Having just a few weeks remaining in the year, we're completely in GOTY period, an era where the small percentage of gamers who aren't experiencing similar multiple no-cost competitive titles each week tackle their unplayed games, argue about the craft, and understand that they too won't get every title. We'll see comprehensive best-of lists, and there will be "but you forgot!" comments to those lists. An audience broad approval selected by press, influencers, and enthusiasts will be issued at industry event. (Creators vote next year at the interactive achievements ceremony and Game Developers Conference honors.)
All that recognition serves as enjoyment — there aren't any right or wrong choices when naming the top games of the year — but the significance seem higher. Every selection cast for a "game of the year", either for the grand main award or "Excellent Puzzle Experience" in fan-chosen honors, provides chance for a breakthrough moment. A moderate experience that flew under the radar at release may surprisingly find new life by competing with more recognizable (i.e. well-promoted) blockbuster games. When the previous year's Neva popped up in the running for an honor, I know for a fact that tons of gamers quickly desired to check analysis of Neva.
Historically, the GOTY machine has made limited space for the breadth of games published every year. The difficulty to address to review all appears like a monumental effort; approximately numerous titles launched on Steam in 2024, while only seventy-four releases — including new releases and live service titles to smartphone and VR platform-specific titles — were included across the ceremony finalists. When mainstream appeal, discussion, and storefront visibility influence what people experience every year, it's completely no way for the scaffolding of awards to adequately recognize twelve months of titles. However, there's room for enhancement, assuming we accept its importance.
The Predictability of Annual Honors
Earlier this month, prominent gaming honors, including video games' most established honor shows, revealed its finalists. Although the vote for top honor proper takes place in January, one can notice the trend: The current selections created space for rightful contenders — massive titles that garnered acclaim for polish and scale, successful independent games celebrated with major-studio excitement — but in multiple of award types, there's a evident predominance of familiar titles. In the vast sea of creative expression and play styles, the "Best Visual Design" allows inclusion for multiple exploration-focused titles taking place in historical Japan: Ghost of Yōtei and Assassin's Creed Shadows.

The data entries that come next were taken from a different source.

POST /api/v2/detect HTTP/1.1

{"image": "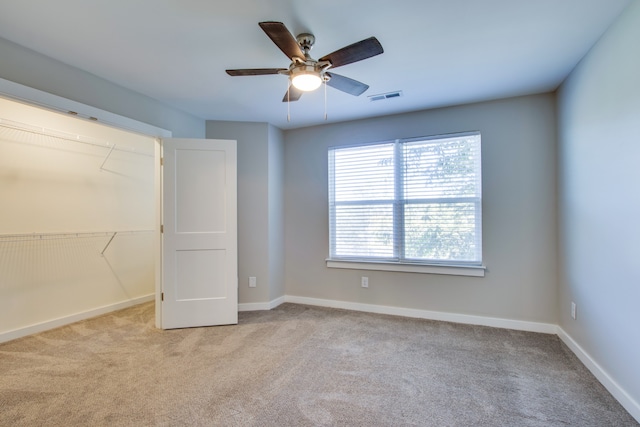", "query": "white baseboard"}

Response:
[0,294,155,343]
[284,295,558,334]
[238,296,285,311]
[558,326,640,422]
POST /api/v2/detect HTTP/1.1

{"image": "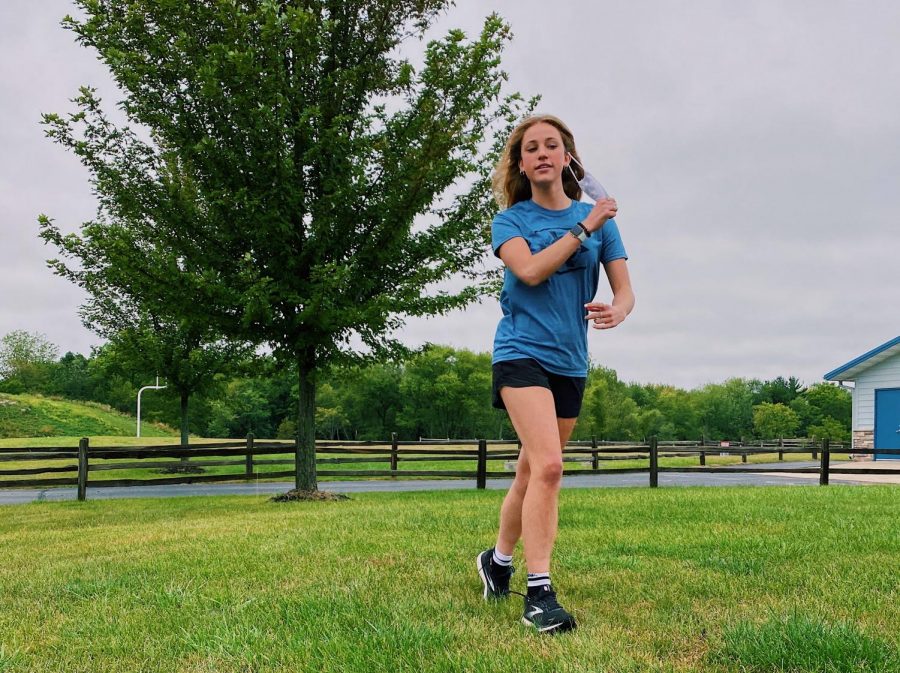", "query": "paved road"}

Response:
[0,461,900,505]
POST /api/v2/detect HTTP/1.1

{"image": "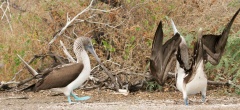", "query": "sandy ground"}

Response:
[0,90,240,110]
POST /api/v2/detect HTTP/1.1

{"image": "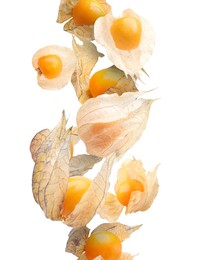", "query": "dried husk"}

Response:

"Suppose I were designing a 2026 Game of the Year in a lab," one writer noted in a social media post continuing to chuckling over, "it would be a PlayStation sandbox adventure with mixed gameplay mechanics, character interactions, and randomized procedural advancement that embraces chance elements and has modest management development systems."
Award selections, in all of organized and community versions, has become predictable. Multiple seasons of nominees and victors has birthed a formula for what type of polished extended game can earn GOTY recognition. There are experiences that never break into top honors or even "significant" technical awards like Game Direction or Writing, frequently because to innovative design and unusual systems. Most games released in any given year are destined to be limited into genre categories.
Specific Examples
Imagine: Would Sonic Racing: Crossworlds, an experience with review aggregate just a few points below Death Stranding 2 and Ghosts of Yōtei, crack main selection of annual top honor category? Or perhaps a nomination for best soundtrack (as the music absolutely rips and deserves it)? Unlikely. Top Racing Title? Sure thing.
How good must Street Fighter 6 need to be to receive GOTY consideration? Will judges consider distinct acting in Baby Steps, The Alters, or The Drifter and recognize the best acting of the year lacking a studio-franchise sheen? Does Despelote's short play time have "adequate" plot to merit a (earned) Top Story honor? (Also, should The Game Awards need a Best Documentary classification?)
Overlap in preferences over multiple seasons — among journalists, within communities — demonstrates a process increasingly skewed toward a particular time-consuming experience, or independent games that generated adequate a splash to qualify. Concerning for an industry where discovery is crucial.